1.9.2 Proprietary Value-at-Risk Measures

1.9.2 Proprietary Value-at-Risk Measures

Tracing the historical development of proprietary value-at-risk measures is difficult because they were used by firms for internal purposes. They were not published and were rarely mentioned in the literature. One interesting document is a letter from Stephen C. Francis (1985) of Fischer, Francis, Trees & Watts to the Federal Reserve Bank of New York. Describing what appears to be an early proprietary value-at-risk measure, he indicates that their measure was similar to the SEC’s UNCR but employed more asset categories, including 27 categories for cash market US Treasuries alone. He notes:

We find no difficulty utilizing on an essentially manual basis the larger number of categories, and indeed believe it necessary to capturing accurately our gross and net risk exposures.

The full letter is presented as Exhibit 13.

Exhibit 1.13: A 1985 letter from Stephen C. Francis of Fischer, Francis, Trees & Watts describing what may be an early proprietary value-at-risk measure.

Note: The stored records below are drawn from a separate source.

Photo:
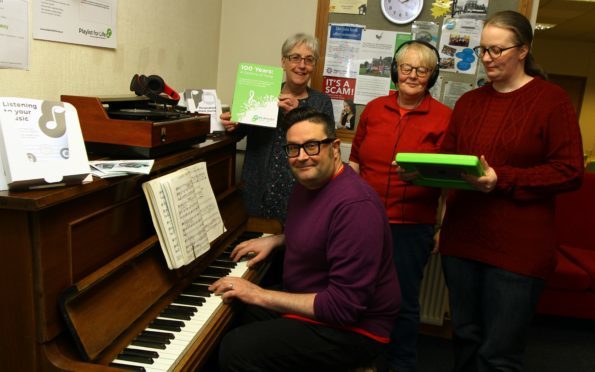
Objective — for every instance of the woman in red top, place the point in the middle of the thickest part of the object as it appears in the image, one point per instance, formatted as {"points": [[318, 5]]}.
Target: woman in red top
{"points": [[407, 121], [498, 242]]}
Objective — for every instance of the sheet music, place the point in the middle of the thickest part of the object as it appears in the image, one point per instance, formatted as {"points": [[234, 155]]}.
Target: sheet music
{"points": [[211, 216], [185, 213], [187, 216]]}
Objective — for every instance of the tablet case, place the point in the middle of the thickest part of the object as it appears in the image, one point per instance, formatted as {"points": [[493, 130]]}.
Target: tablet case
{"points": [[440, 170]]}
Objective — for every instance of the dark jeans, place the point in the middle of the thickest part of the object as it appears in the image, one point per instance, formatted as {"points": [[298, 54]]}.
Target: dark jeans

Working at Bankers Trust, Garbade (1986) describes sophisticated value-at-risk measures for fixed income markets that employed linear and principal component remappings to simplify computations. These may have been influenced by, but were different from, an internal value-at-risk measure Bankers Trust implemented around 1983 for use with its risk-adjusted return on capital (RAROC) system of internal capital allocation.

Garbade recollects9 efforts within Bankers Trust to improve existing value-at-risk measures following the stock market crash of 1987. During the crash, Treasury interest rates fell sharply while stock prices plummeted. Such correlated market moves are often observed during periods of market turmoil. They have motivated suggestions that correlations become more extreme during periods of elevated market volatility. Within Bankers Trust, there were several efforts to model this phenomena with mixed normal distributions. These comprised two joint-normal distributions. One was likely to be drawn from and had modest standard deviations and correlations. The other was less likely to be drawn from and had more extreme standard deviations and correlations. Using time-series methods available at the time, the researchers were unable to fit a reasonable model to available market data. They concluded that their inability to do so indicated a significant shortcoming of value-at-risk measures then in use.

At about the same time, Chase Manhattan Bank was developing a Monte Carlo based value-at-risk measure for use with its return on risk-adjusted capital (RORAC) internal capital allocation system. Citibank was implementing another value-at-risk measure, also for capital allocation, which measured what the bank referred to as “potential loss amount” or PLA.10

A 1993 survey conducted by Price Waterhouse for the Group of 3011 found that, at that time, among 80 responding derivatives dealers, 30% were using value-at-risk to support market risk limits. Another 10% planned to do so.